Group of the Seven - G7

The group of the seven leading industrialised countries (G7) is a forum of major relevance for raising the profile of Global Health. The Group includes the following: Canada, France, Germany, Italy, Japan, the United Kingdom and the USA. The European Union (EU) has an observer status.

Originally, the G7 exclusively addressed the development of the global economy (this is why their meetings are known as “world economic summits”). This agenda has broadened over the years. In the meantime, it covers the whole spectrum of global issues, including foreign and security policy, trade, climate, health and sustainable development.

Given that healthy populations are a strong engine of socio-economic stability and growth, Germany made “health” a priority of its 2015 Presidency.

The Federal Government leveraged the G7 Presidency to - jointly with its partners - draw vital lessons from the Ebola crisis in an effort to ensure a faster response to similar global crises going forward. Given that strong national health systems offer the best protection from cross-border health crises, the G7 agreed at their 2015 summit in Schloss Elmau to assist at least 60 countries, over the next five years, in implementing the International Health Regulations (IHR). The G7 have already offered their assistance to 76 countries. More countries are likely to be added to the list.

The G7 supported the ongoing process to reform and strengthen WHO’s capacities to prepare for and respond to complex health crises. Moreover, the G7 reaffirmed the central role of WHO in international health security.

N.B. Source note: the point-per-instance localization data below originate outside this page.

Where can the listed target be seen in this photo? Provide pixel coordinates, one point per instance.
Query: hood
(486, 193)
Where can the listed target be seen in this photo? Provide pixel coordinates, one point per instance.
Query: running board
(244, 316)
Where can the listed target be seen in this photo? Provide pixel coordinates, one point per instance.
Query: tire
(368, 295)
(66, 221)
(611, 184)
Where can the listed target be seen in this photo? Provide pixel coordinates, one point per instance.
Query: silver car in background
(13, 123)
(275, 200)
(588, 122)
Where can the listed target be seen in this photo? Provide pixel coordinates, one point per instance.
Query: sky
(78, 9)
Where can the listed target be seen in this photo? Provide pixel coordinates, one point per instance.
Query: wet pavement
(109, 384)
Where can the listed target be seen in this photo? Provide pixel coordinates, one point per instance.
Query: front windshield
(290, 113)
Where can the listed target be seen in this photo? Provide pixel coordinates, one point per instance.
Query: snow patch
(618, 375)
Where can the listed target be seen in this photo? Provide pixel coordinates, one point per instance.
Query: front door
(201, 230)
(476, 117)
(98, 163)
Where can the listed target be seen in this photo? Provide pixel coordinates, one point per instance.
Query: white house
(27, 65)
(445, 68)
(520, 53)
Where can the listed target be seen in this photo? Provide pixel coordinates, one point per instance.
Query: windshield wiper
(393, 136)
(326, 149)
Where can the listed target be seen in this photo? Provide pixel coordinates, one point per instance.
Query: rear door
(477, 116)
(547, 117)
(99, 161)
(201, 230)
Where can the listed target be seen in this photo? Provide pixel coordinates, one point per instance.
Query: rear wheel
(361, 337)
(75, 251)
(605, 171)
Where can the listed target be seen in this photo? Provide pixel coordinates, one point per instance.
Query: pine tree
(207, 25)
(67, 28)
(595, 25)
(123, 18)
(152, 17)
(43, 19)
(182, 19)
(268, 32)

Another priority of Germany’s G7 Presidency was antimicrobial resistance (AMR). AMR is in ascendance globally and poses a worldwide risk. Therefore, Germany lobbied the G7 partners to intensify their fight against antimicrobial resistance. The G7 has reaffirmed its commitment to the One Health approach that encompasses all areas of human and animal health as well as agriculture and the environment. The Group supports WHO’s action plan on antimicrobial resistance.